The most obvious solution may be to raise more money. Bring in new equity capital that doesn’t require monthly repayments.
Of course, this needs to be done in tandem with improving your overall financial dynamics.
Otherwise, it is just going to amplify the problem and or delay the inevitable. Knowing how to manage cash burn will help you resolve financial issues.
Improve Your Unit Economics
The downfall of many startups here is that their unit economics just don’t work, or are too thin.
Consider how you can operate more efficiently, shorten the sales cycle, get better returns on your marketing, and reduce production costs.
If your unit economics are sound, then increasing sales should give you more cash profits, and shrink any negative burn.
This alone can get you to be profitable and self-sustainable. It often has to compound benefits that can put you on an upward spiral.
In addition to any paid advertising you have been doing, consider any free or low-cost methods you can augment this with.
This may be guerilla marketing tactics, repurposing content to get more juice out of it, or collaborations with others.
This may also be a smart time to go back to old leads and work them again. Or work on your conversion optimization.
A few tweaks can make a huge difference between visits, views, clicks, leads, and closed sales.
Get More Cash Upfront
If you have been running on free trials, customer financing, long invoicing periods, or other customer credit and delayed payment features, it could be time to change that.
Simply getting paid more upfront could be the game-changer you’ve been needing to solve or stave off cash burn issues.
Ask for larger deposits, bigger down payments, or offer discounts for all cash transactions.
Even offering these options could boost your finances, and future, without shutting off those customers with less upfront cash.
Add New Premium Pricing Tiers
One mistake that startups and public companies make in this position is just to raise prices.

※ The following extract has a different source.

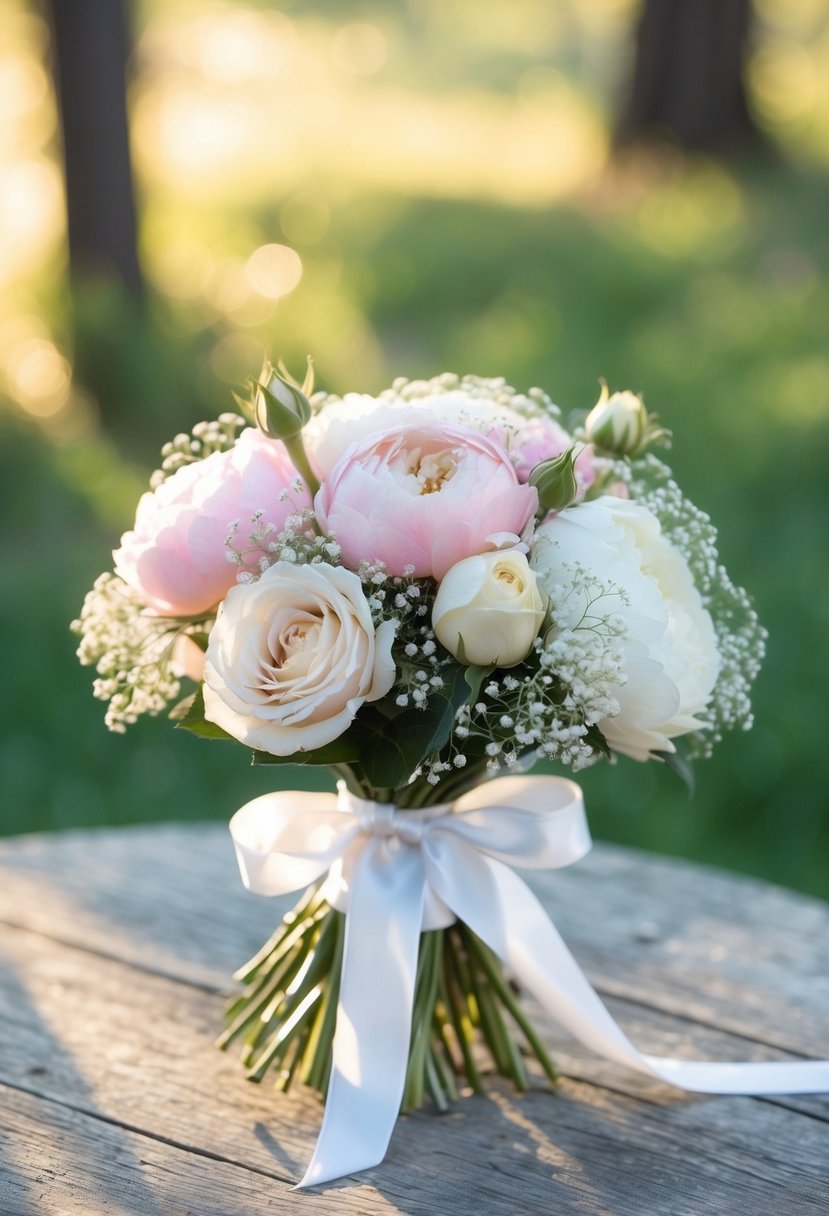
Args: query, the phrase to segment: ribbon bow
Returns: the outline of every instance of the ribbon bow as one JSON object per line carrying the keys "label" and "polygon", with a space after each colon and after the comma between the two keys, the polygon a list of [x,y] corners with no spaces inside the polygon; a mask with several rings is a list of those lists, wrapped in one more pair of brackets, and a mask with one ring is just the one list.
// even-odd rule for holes
{"label": "ribbon bow", "polygon": [[322,1128],[299,1183],[378,1165],[400,1110],[421,931],[457,917],[575,1038],[639,1073],[700,1093],[819,1093],[829,1060],[721,1064],[643,1055],[616,1025],[513,866],[552,869],[591,848],[580,788],[500,777],[452,804],[400,811],[337,795],[275,793],[231,820],[244,885],[284,895],[322,874],[346,912]]}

This often turns off their most loyal customers and fans and ends up being the beginning of the end.
Instead, consider adding a higher-priced premium option. Perhaps with superior service and more support. Pile in more value.
Add Ons & Upsells
Another solution is to create or repurpose add-ons and upgrades or to create bundles.
Again, be wary not to strip away what customers already expect and to reduce value, while raising prices.
Instead, focus on what extra value, services, and products you can provide, for a reasonable increase in total revenues.
This achieves an increase per customer spend, further supporting stronger unit economics and marketing ROI.
Perhaps your cash burn is due to account receivables. Do remember that you want to give others the grace that you will hope to get from your own creditors and vendors.
Though, there are ways to motivate faster payment of invoices. This may be discounts for early payment or settling large bills, or late fees and penalties for those who are late.
Not knowing how to manage cash burn can be one of the biggest threats to your startup, and everything attached to it.
Fortunately, there are many ways to optimize your cash burn, increase profitability, and extend your runway.
Or even to turn profitable and become self-sustaining, so that you aren’t under extreme pressure to raise capital, borrow or exit on someone else’ terms and timeline.